V-            HER ŞEY ÇOK GÜZEL OLACAK SADECE İNAN!
VI-          BAŞARACAKSIN!
Gibi gibi…
Bu yukarıda yazdıklarımı okuyunca kendinizi iyi hissediyor musunuz? Belki evet belki hayır. Belki zor bir dönemden geçiyorsun ve “Bu mu beni kendime iyi getirecek?” diyorsun. Veya hayata dört elle sarılmışsın ve bunları okuyunca gerçekten gaza geliyorsun. Ya da bunların hiçbiri sana hiçbir anlam ifade etmiyor.
Öncelikle sevgili okuyucum, yaşadığın tüm zorluklar geçip gidecek. Hepsini olmasa da çoğunu unutacaksın. Hayatında her şey güllük gülistanlıksa eğer hep öyle olmayacak (Sabancı ya da Koç değilsen tabii)  kendini umutsuzluğa düşmüş hissedeceğin zamanlar gelecek. Peki asıl sorum öyle zamanlarda kendine bir kurtarıcı melek mi bekleyeceksin? Hep birisinin gelip seni kurtarmasını bekleyeceksen benden sana garanti bir tavsiye: BEKLEME.  Kendini düştüğün yerden kaldıracak olan sensin. Belki uzun sürecek belki de tahmin ettiğinden daha kısa sürecek.
    İşte şimdi olay senin “Ne alaka?” dediğin mottolarımıza geldi. Eskiler ne der bilirsin. “Bir şeyi kırk kere söylersen olur.” İşte kapımız buraya çıkıyor.
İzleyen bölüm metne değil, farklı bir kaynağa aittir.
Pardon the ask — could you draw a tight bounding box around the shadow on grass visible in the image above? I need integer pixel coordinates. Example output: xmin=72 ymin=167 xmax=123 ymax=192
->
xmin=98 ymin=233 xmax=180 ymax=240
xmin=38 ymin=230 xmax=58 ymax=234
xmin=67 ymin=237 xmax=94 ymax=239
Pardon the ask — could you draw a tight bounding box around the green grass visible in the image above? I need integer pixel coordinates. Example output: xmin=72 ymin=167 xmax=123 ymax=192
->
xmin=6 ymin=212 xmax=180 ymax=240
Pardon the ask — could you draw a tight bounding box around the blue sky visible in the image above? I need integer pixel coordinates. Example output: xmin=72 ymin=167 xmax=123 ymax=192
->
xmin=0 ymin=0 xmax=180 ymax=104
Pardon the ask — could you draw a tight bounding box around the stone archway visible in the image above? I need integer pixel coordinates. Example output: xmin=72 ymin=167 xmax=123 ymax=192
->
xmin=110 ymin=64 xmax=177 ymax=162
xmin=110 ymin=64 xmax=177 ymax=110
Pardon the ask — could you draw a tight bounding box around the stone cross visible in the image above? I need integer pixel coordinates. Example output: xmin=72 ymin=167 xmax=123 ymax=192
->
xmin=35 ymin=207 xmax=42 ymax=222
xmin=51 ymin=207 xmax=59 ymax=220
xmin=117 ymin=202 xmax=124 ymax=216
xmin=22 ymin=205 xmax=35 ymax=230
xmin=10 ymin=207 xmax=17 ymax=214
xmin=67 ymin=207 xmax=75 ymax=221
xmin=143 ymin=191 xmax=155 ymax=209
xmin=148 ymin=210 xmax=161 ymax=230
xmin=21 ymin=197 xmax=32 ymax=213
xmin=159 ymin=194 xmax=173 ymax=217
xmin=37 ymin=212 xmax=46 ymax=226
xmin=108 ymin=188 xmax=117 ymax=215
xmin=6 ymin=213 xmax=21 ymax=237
Her gün görebileceğin bir yere “HER ŞEY GÜZEL OLACAK.” “BEN HARİKA BİRİSİYİM.” “HAYATIMDA HER ŞEY YOLUNDA.” Gibi cümleler yapıştırırsan beynin kısa bir zaman sonra buna inanmaya başlayacak. Sen kendine iyi olduğunu söyledikçe daha iyi hissetmeye başlayacaksın. Beynin bu duruma inanacak ve etrafa iyi olduğuna dair frekanslar yayacak. Böylece sen hep kendini iyi hissettirecek olaylarla karşılayacaksın.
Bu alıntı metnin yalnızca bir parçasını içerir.